Todo estaba cambiando a marchas forzadas, no solo el país, sino también nuestra querida Almería que a comienzos de los ochenta crecía de esa manera desordenada y algo caótica que formaba parte de su esencia.
Cuando ya nos habíamos acostumbrado a la democracia, como si jamás hubiéramos conocido otra forma de gobierno, cuando ya no nos escandalizábamos cuando veíamos los kioscos llenos de revistas con mujeres desnudas, ni nos poníamos a temblar cuando al vecino le robaban el reloj a punta de navaja en medio de la calle, llegó la revolución de la ley del divorcio, que entró como un huracán por las ventanas de muchos hogares para poner patas arriba la vida aparentemente normal de muchas familias.
El divorcio acabó con aquella otra ley de la que nos hablaban los curas que decía que el amor era eterno. Nos habían contado desde que éramos niños que el amor era para toda la vida, pero era la propia vida la que nos iba enseñando la verdadera lección, la que aprendíamos cuando veíamos a tantos matrimonios tan erosionados por el tiempo que solo se aguantaban por temor a lo que pudiera pasar con sus hijos.
Recuerdo, como si hubiera ocurrido ayer, que la ley del divorcio de 1981 trajo un nuevo tema de conversación a las tertulias de mujeres que cada mañana se organizaban de forma espontánea en la tienda de mis padres. Parecía como si todas quisieran divorciarse y entre bromas imaginaban cómo sería su nueva vida sin el marido y la ilusión de poder recuperar la juventud perdida. Medio en broma y medio en serio, hablaban del divorcio como una liberación que tal vez llegaba tarde para muchas de ellas.
Recuerdo que en los primeros tiempos hablar de una mujer divorciada llevaba implícita una carga de crítica importante. Una mujer divorciada quedaba señalada y se solía escuchar con frecuencia la expresión “esa está divorciada”, con cierto tono despectivo, mientras que el divorciado estaba mejor visto.
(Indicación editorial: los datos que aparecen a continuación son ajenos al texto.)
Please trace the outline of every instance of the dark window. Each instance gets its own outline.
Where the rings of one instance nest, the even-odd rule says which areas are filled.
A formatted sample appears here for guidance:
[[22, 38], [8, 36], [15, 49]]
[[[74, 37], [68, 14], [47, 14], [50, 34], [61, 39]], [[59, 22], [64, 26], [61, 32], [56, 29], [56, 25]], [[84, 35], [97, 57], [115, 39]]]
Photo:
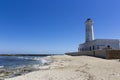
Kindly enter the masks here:
[[95, 50], [95, 46], [93, 46], [93, 50]]

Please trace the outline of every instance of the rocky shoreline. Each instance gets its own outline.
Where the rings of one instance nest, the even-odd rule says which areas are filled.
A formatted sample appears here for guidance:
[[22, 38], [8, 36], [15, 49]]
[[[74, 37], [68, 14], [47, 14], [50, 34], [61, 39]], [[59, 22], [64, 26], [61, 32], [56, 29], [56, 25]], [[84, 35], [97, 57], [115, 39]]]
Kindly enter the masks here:
[[0, 80], [4, 80], [5, 78], [20, 76], [36, 70], [39, 70], [39, 68], [21, 67], [21, 68], [14, 68], [14, 69], [0, 69]]
[[[44, 63], [41, 65], [24, 66], [16, 68], [0, 68], [0, 80], [5, 80], [7, 78], [12, 78], [20, 75], [25, 75], [29, 72], [38, 71], [42, 66], [49, 65], [51, 61], [44, 59]], [[40, 67], [41, 66], [41, 67]]]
En aquel año de 1981 los almerienses hablaban del divorcio, mientras muchos soñaban con tener uno de aquellos Seat 127 que se pusieron de moda por 400.000 pesetas. Tener un coche era ya una obligación cuando pasabas de los 18 años, aunque las calles de la ciudad no estuvieran preparadas para tanto tránsito de vehículos. Cada vez nos agobiaba más la circulación, casi tanto como la delincuencia que azotaba con dureza por las calles. La prensa de aquellos meses se hacía eco de la situación crítica que se vivía en la Alcazaba, nuestro principal monumento, cuyos alrededores habían sido tomados por las delincuencia y por los drogadictos, que se habían apropiado de las ruinas del Mesón Gitano.
Los delitos fueron una constante y se convirtieron en una realidad cotidiana. Mayo, el mes en el que el Gobierno debatía la ley del divorcio, fue trágico en Almería, con tres apuñalamientos mortales en una semana, los sucesos del Caso Almería, donde murieron tres jóvenes a los que la guardia civil confundió con terroristas de ETA, y el fallecimiento, en una reyerta, del boxeador Juan Torres Salmerón, acuchillado en la puerta de la bodeguilla de Los Molinos.
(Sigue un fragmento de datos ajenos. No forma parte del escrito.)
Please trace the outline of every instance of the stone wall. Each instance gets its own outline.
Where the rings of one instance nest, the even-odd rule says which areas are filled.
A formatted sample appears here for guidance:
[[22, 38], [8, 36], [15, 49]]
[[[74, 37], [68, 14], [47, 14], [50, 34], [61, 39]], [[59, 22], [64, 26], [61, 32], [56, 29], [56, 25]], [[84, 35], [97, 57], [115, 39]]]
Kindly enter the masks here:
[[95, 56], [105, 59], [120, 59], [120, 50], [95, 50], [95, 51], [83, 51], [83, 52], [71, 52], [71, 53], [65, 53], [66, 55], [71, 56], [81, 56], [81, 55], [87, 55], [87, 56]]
Para luchar contra este tipo de delincuencia, se creó la unidad del 091 de la Policía Nacional, con cuatro vehículos, conocidos como ‘Lecheras’, preparados para desplazarse con rapidez al lugar del delito. Eran tiempos convulsos, de continua agitación política y social. Los 64 trabajadores de Talleres Cabezuelo, empresa dedicada a la fabricación de piezas de motores, fueron despedidos, y el Ayuntamiento se echaba en contra a los comerciantes de la plaza ordenando el desmantelamiento de las barracas exteriores del Mercado Central.
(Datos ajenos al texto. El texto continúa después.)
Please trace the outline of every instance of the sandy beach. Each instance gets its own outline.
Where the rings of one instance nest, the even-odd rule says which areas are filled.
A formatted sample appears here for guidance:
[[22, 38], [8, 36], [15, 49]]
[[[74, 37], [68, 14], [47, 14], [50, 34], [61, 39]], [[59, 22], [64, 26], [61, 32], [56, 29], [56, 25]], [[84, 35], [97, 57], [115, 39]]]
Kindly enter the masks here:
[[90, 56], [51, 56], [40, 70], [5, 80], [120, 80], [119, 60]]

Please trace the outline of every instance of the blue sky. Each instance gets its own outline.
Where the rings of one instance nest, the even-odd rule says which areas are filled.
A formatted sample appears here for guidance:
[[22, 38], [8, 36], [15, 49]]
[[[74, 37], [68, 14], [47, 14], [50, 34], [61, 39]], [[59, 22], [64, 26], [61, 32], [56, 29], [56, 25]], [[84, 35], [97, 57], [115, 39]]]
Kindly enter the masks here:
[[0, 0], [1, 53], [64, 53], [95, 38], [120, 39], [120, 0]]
La huelga de profesores de Bachillerato y la posterior de estudiantes, redujeron considerablemente el calendario escolar del curso. Los jóvenes almerienses del 81 seguían marchándose fuera a estudiar las carreras que no se podían iniciar en el modesto Colegio Universitario de Almería que por entonces trataba de integrarse en la Universidad de Granada. Aquellos con más visión de futuro empezaron a instruirse en el manejo de los primeros ordenadores que llegaron a la ciudad de la mano de Alfredo Ruiz y Fernando Trigueros, que pusieron en funcionamiento la primera escuela de informática.
1981 fue el año de la ley del divorcio, del intento de golpe de Estado de Tejero, de esa nueva ciudad que nació en los solares de Oliveros y de un nuevo invento que iba a erosionar seriamente los cimientos de las salas de cine, el vídeo.